Tuesday, November 13, 2012

A US Scrimmage (or two)

The other day, I NSO'd for two scrimmages here stateside.  One in a nice little practice venue, the other in the bouting venue with a floor big enough to fit 6 tracks with OPR lanes, when the seats were retracted.  Three key things were ran differently to what I've seen in the UK.

  1. Player Rotation

    Basically, the skaters formed a queue where the 'bench' would be. The front 5 decided amongst themselves who would be jammer and who would be pivot. Should penalties dictate that fewer than 5 would skate, those further back in the queue would step out, regardless of skating skill.

    This was amazing! All skaters, regardless of how "good" or not they were got a roughly equal amount of time on the track. As well, those still working on their skills got paired up with (and against) much more talented skaters. What a learning opportunity! Sure it occasionally led to lop-sided jams, but anyone concerned about the score in a scrimmage has his/her priorities seriously, seriously wrong.

  2. Static Recycling

    Recycling the jammer has been explained to death. Everyone knows it, everyone does it. Thing is, these girls did it differently. Basically, when the jammer was hit out, one skater would jet back about 20' to recycle her. The others would immediately form a wall at the back of the pack ready to catch the jammer once she'd come in. No one went back to help the recycler, she sort of expected that the jammer would beat her one-on-one. She'd try, of course, but she'd expect to join the wall as soon as the jammer came back in.

    This meant that the pack was roughly stationary on the track, as the one teams movements were backward when the jammer was out, and only slightly forward when the jammer was in. The team defending the actively scoring jammer was thus limited to a short engagement zone and forced to sacrifice blockers to bridging. It wasn't at all the boring stand-still derby, it was exciting. Loads of contact, skaters jostling for position, and key walling skills. It just didn't orbit the centre.
  3. Jamming on the Margin

    There was one jammer who had this down to a T. She was fast as hell, could juke and jump like a champ.
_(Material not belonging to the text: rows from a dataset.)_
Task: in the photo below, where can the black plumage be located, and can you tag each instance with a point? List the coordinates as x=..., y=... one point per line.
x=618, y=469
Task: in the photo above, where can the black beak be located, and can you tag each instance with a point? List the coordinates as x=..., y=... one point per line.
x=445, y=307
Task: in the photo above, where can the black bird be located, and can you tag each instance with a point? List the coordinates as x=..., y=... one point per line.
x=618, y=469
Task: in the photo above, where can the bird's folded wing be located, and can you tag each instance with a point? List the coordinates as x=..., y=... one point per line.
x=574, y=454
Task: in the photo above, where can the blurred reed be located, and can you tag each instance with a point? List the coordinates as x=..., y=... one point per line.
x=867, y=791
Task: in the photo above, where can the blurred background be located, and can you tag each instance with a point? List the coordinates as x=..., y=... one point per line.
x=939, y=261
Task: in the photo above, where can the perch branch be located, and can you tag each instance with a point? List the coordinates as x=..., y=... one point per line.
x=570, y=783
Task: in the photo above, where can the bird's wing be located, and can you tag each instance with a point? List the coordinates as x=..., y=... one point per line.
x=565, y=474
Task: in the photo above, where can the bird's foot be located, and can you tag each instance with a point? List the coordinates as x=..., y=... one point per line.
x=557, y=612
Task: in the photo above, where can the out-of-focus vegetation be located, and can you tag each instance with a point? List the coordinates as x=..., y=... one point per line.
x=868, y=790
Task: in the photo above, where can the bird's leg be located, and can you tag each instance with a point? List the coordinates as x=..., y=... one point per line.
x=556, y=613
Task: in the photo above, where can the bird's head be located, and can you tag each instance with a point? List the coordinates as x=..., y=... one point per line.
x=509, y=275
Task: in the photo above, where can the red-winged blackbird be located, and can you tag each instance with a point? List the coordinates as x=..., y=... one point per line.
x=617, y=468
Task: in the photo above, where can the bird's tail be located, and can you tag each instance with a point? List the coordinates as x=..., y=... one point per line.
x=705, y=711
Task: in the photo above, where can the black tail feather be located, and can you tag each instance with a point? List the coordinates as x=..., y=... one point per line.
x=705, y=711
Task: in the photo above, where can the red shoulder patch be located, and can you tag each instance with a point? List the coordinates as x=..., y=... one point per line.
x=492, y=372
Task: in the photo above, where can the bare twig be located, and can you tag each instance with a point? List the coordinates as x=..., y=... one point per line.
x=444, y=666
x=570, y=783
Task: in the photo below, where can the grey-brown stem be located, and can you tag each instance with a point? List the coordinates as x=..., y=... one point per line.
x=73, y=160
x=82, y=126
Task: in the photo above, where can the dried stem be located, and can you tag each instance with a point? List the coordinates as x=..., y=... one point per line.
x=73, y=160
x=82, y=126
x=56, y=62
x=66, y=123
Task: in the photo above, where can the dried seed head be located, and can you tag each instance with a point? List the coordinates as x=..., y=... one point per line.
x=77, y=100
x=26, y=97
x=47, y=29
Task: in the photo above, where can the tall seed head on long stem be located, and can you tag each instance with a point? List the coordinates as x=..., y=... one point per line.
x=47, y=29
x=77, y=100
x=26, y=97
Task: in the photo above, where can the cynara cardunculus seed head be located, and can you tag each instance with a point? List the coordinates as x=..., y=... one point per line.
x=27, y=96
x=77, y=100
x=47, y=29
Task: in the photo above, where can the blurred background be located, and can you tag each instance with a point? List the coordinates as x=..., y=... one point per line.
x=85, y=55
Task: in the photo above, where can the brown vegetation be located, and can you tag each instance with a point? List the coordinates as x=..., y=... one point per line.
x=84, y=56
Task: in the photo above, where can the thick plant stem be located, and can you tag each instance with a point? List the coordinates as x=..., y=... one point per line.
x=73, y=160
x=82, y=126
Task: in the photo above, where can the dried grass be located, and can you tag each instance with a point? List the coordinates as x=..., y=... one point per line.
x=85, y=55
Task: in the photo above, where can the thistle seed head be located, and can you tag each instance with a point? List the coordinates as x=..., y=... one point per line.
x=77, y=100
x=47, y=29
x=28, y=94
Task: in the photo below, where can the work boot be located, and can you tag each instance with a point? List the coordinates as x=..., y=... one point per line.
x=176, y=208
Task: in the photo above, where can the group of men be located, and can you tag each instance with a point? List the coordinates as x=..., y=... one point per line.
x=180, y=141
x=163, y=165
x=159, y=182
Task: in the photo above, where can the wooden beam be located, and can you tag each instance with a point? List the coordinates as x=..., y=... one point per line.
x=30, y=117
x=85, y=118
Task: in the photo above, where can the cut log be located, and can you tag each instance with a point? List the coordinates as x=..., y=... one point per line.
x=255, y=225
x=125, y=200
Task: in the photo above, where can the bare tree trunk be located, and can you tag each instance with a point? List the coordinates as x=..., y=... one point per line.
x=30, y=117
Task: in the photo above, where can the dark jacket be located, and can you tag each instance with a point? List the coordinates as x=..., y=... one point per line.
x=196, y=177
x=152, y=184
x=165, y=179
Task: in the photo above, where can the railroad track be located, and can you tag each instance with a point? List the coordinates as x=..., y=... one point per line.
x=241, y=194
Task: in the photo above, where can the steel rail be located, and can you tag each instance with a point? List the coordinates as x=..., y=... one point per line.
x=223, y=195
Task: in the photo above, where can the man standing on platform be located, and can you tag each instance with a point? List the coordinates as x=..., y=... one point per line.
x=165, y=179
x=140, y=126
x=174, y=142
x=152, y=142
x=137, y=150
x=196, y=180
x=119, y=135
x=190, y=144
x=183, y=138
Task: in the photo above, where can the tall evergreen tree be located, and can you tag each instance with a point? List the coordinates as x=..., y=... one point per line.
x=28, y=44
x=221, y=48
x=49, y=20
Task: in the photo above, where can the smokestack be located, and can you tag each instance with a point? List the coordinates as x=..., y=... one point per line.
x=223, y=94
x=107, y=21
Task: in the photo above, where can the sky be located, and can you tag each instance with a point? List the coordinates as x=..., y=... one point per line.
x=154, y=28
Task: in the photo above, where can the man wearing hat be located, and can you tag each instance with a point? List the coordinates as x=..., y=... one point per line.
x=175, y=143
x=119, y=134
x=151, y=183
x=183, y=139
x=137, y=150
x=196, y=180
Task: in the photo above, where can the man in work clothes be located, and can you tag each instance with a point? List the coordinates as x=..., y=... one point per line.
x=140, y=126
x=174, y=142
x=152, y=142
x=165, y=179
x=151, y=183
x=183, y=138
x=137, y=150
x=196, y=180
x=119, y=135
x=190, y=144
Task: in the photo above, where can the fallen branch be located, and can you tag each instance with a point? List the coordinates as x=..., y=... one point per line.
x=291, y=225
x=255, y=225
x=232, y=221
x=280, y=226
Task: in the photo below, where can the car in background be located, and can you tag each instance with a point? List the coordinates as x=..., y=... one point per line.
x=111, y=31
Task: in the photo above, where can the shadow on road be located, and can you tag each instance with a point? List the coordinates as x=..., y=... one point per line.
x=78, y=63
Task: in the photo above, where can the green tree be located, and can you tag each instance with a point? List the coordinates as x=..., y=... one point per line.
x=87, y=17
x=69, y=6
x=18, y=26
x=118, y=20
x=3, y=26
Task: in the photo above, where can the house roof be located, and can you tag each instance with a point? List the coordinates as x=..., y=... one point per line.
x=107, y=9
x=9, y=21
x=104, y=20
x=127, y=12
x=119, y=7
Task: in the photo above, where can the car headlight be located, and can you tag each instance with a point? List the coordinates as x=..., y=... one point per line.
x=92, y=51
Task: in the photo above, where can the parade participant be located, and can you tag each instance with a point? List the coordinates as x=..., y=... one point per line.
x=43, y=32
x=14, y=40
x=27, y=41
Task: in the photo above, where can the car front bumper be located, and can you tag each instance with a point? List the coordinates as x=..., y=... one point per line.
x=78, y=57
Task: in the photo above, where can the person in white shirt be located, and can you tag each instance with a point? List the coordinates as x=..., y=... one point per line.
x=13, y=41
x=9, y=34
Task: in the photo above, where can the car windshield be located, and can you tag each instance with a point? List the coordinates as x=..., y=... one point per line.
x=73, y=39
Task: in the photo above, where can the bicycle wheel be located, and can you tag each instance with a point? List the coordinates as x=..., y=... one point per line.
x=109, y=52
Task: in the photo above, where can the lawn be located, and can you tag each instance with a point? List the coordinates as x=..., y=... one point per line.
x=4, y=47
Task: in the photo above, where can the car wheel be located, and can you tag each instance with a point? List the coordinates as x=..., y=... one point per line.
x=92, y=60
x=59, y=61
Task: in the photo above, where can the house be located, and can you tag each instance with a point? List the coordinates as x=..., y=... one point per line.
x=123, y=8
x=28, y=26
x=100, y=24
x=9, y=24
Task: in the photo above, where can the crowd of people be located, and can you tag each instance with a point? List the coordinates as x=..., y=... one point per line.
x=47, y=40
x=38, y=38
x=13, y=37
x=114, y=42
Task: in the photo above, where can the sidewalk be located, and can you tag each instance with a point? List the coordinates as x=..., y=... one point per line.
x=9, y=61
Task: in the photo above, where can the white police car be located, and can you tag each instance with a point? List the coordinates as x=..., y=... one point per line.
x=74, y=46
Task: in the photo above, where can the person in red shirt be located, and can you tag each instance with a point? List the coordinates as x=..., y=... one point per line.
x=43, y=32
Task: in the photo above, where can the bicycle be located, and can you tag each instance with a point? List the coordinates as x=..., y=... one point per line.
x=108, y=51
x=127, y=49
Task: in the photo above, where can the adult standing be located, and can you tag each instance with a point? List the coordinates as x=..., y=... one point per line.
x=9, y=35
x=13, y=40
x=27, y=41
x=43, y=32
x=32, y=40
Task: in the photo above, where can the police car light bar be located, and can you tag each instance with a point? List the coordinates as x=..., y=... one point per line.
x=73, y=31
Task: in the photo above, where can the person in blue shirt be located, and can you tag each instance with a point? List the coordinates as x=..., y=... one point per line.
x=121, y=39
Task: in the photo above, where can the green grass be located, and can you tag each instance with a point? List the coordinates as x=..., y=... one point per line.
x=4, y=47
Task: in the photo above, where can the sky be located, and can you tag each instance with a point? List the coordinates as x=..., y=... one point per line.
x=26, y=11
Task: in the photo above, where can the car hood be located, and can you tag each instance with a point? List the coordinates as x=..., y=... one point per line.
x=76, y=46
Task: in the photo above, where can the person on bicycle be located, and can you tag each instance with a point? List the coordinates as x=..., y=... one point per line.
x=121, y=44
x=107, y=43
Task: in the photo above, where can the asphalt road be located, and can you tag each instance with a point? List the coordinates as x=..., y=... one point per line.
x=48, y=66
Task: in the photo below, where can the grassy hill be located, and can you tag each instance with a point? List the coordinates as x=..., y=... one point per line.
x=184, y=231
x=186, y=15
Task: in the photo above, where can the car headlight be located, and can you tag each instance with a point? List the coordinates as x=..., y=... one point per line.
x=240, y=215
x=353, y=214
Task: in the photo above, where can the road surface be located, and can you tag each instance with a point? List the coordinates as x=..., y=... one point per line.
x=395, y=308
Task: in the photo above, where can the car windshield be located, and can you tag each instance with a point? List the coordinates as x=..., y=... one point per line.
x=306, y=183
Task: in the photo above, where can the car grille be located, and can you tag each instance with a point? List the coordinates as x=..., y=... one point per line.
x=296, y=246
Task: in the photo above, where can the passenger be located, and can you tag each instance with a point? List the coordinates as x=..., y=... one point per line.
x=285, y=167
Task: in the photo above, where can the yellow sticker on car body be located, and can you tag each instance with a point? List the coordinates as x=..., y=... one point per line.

So, needless to say, her first pass was often less than 10 seconds between the double whistle releasing her and lead jam status. Her opposing jammer would usually exit the pack about 40'-50' behind her. Now, conventional logic says to call off the jam just before the non-lead jammer arrives at the pack. Save points, right? I'm a fan of it, and I know others who value saving points almost above all else.

    However, this girl had done her maths. If she gained a 50' advantage on the first pass, she should be able to trust her pack to hold the opposing jammer for just as long on the second. Thus, when she's on her second pass, she should have about 100' of advantage. If she does well to not get held up, and her pack works brilliantly, she may even be able to get a grand slam in on the second or third pass.

    It's a risky play. If she gets held up on her second pass, then she may concede as many points as she scores. But if she goes flying through the pack before her opponent even engages, then she has the time to go around and increase her marginal lead. It was beautiful to watch.
All in all, the quality of derby was comparable to what I've seen in the UK.  There were just these few key things to make it a bit more interesting to watch.  As well, there were no bench staff anywhere to be seen.  I don't know when they practice with their skaters, but it wasn't at these scrimmages.

That's my first report from the States.  Roll on!